À croire que la mutation qu'il prophétise pour rire n'a pas eu lieu et que les insectoïdes n'ont pas encore colonisé la planète puisque quelque chose en moi m'a fait me cabrer devant le point d'orgue de son architecture. Non pas qu'il me révolte - je ne crois pas à l'efficience des réactions frontales - mais j'ai vu là un condensé de tout ce à quoi je suis rétif, l'obsession du contrôle et de la gestion des vies qui ne laisse pas de me rebuter. Pour les mêmes raisons qui m'obligent à me raidir, cette substruction m'a passionné. Otto Maas considère que ses travaux précédents en ont été les brouillons et qu'elle fut le prototype des cités souterraines mises en chantier au Qatar et à Bahreïn. « Imaginer la prison idéale, c'est rêver de la société idéale », m'a-t-il confié, devant l'écran d'ordinateur où venaient d'apparaître les plans des lieux et le réseau de surveillance électronique correspondant - des documents top secret. « De nos jours, un endroit où vivent plusieurs communautés d'hommes ou de femmes doit offrir à chacun des garantes d'hygiène, de confort et même de luxe, si on veut y maintenir I’ordre. Si vous réunissez ces trois éléments, vous vous rendrez compte que la notion de liberté est on peut plus superflue. On construisait depuis toujours des prisons pour empêcher les gens d'en sortir. Bien qu'Atlin soit, du simple fait de son enterrement, celle dont on ne peut s'échapper, je l'ai d'abord conçue pour qu'on ne songe même pas à le faire, et qu’ensuite on ne le souhaite plus. » (p. 156-157)

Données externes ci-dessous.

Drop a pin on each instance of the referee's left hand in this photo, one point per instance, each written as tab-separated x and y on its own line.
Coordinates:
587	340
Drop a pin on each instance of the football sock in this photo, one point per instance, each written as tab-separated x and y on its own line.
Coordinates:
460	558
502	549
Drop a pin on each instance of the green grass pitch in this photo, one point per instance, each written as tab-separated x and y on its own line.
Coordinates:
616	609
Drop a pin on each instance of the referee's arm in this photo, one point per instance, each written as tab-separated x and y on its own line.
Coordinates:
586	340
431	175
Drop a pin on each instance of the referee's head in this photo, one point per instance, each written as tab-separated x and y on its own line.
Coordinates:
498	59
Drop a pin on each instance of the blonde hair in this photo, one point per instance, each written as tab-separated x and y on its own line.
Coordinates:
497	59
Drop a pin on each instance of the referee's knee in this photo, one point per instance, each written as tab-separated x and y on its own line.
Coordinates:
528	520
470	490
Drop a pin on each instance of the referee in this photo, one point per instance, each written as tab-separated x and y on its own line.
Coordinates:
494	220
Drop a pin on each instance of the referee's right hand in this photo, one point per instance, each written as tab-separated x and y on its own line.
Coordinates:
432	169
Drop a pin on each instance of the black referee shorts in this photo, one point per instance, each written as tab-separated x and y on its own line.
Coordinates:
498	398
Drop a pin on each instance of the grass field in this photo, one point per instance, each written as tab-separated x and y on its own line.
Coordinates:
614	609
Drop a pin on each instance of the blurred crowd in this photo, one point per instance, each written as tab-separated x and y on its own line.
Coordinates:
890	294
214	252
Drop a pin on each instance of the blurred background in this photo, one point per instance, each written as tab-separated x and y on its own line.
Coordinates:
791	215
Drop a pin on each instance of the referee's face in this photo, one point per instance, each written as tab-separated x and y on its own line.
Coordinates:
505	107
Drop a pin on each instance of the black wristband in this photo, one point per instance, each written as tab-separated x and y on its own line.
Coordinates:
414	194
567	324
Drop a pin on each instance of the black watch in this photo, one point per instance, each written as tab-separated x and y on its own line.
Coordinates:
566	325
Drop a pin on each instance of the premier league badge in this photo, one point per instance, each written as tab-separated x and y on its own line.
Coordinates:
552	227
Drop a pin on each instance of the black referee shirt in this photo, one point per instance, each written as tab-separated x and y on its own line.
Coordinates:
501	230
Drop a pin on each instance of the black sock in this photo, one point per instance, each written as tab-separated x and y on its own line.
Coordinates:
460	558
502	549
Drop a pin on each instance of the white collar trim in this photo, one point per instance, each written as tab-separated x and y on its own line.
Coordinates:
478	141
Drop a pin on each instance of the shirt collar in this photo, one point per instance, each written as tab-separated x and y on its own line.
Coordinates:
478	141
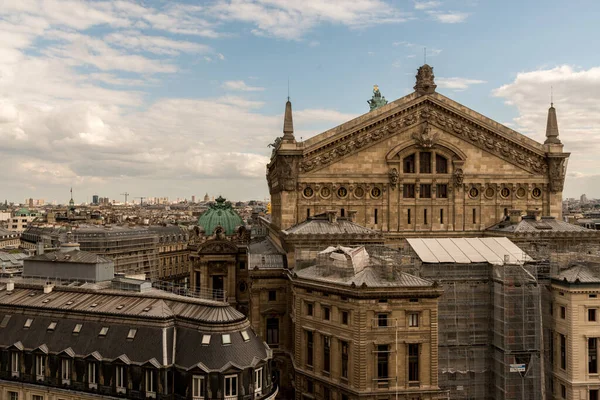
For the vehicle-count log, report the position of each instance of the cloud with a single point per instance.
(457, 84)
(449, 17)
(241, 86)
(425, 5)
(291, 20)
(576, 98)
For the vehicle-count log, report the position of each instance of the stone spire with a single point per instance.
(288, 123)
(552, 127)
(425, 83)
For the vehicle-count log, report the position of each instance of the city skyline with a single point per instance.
(176, 99)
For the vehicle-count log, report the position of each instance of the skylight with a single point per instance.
(226, 337)
(245, 336)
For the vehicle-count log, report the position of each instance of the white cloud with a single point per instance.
(241, 86)
(291, 19)
(576, 98)
(425, 5)
(449, 17)
(457, 84)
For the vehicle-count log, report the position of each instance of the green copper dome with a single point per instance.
(221, 214)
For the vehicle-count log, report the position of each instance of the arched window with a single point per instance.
(441, 164)
(409, 164)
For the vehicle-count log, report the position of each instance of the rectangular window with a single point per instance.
(409, 164)
(413, 319)
(563, 352)
(309, 348)
(382, 363)
(326, 353)
(120, 376)
(345, 317)
(413, 362)
(425, 162)
(40, 366)
(344, 346)
(14, 362)
(592, 355)
(273, 331)
(149, 380)
(441, 164)
(231, 387)
(92, 373)
(66, 369)
(258, 380)
(198, 387)
(442, 191)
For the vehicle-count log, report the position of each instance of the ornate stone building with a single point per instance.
(421, 165)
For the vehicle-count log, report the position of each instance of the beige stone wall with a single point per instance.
(577, 329)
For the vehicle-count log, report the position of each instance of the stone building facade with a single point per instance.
(423, 163)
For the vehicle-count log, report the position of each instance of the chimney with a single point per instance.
(332, 216)
(534, 214)
(515, 216)
(352, 215)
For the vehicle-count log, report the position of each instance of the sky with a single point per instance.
(181, 98)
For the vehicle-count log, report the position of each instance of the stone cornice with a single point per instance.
(437, 115)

Enfant, je me disais que l'île du Belvédère des Buttes-Chaumont était creuse et qu'une antenne de la Protection civile y logeait en secret, veillant sur Paris. J'ignore encore si j'avais raison, mais en accompagnant Otto Maas à Kuala Lumpur pour l'inauguration d'un nouveau site j'ai pensé que lui et moi, à quelques années de distance, avions eu la même idée. À trois kilomètres de la cité, une montagne avait été évidée par de titanesques bulldozers. Une sorte de dôme de plusieurs centaines de mètres de haut avait été construit à l'intérieur. Un ciel étoilé la nuit, ensoleillé le jour, avait été mis au point sur la voûte, au-dessus d'un lac artificiel de deux hectares. De ces eaux transparentes aux reflets de lagon - des animaux marins y évoluaient - émergeaient de petites îles sur lesquelles avaient été bâties une cinquantaine de maisons aux architectures inspirées du folklore mondial.

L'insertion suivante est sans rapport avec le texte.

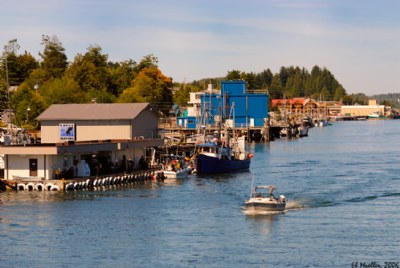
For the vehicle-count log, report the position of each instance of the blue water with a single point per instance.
(343, 183)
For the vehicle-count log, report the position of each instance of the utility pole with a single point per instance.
(11, 47)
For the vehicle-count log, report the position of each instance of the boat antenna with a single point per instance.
(252, 182)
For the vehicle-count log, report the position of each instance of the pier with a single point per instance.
(78, 184)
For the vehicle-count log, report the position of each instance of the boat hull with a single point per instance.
(261, 206)
(179, 174)
(213, 165)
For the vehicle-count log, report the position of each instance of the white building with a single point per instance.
(103, 136)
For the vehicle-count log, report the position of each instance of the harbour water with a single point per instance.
(343, 183)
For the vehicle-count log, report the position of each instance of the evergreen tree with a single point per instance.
(54, 59)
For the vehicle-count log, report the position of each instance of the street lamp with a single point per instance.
(27, 116)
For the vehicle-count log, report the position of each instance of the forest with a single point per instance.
(28, 85)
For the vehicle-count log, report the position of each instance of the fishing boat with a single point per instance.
(213, 158)
(375, 115)
(262, 198)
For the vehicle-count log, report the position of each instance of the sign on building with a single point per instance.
(67, 132)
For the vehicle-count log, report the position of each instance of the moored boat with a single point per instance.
(212, 158)
(174, 174)
(263, 199)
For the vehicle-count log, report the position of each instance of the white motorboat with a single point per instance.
(174, 174)
(263, 199)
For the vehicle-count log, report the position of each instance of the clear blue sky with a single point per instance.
(357, 40)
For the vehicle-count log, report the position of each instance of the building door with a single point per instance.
(33, 167)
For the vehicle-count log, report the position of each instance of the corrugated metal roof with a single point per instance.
(93, 111)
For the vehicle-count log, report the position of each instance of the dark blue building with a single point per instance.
(235, 103)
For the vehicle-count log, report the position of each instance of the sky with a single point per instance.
(358, 41)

Quand je questionnai l'auteur de cet archipel in vitro à propos de ces villas, de ces cases, de ces fermes luxueuses, celui-ci se tut et appuya sur l'un des boutons du tableau de bord de la tour de contrôle, érigée au milieu des flots, dans laquelle nous nous trouvions. Les plaques de la voussure se retournèrent alors une à une et le ciel se transforma en un formidable miroir concave où se refléta le planisphère tout entier. Chaque île avait la forme d'un continent : Otto Maas avait reconstitué le monde sous terre. Ceux qui en avaient les moyens pourraient choisir d'habiter l'Afrique, l'Amérique, l'Europe, l'Asie, l'Océanie, dans ce lotissement planétaire et passer d'une région du globe à l'autre en toute sécurité, à bord d'un canot à moteur. La tête levée vers la terre, je restai bouche bée.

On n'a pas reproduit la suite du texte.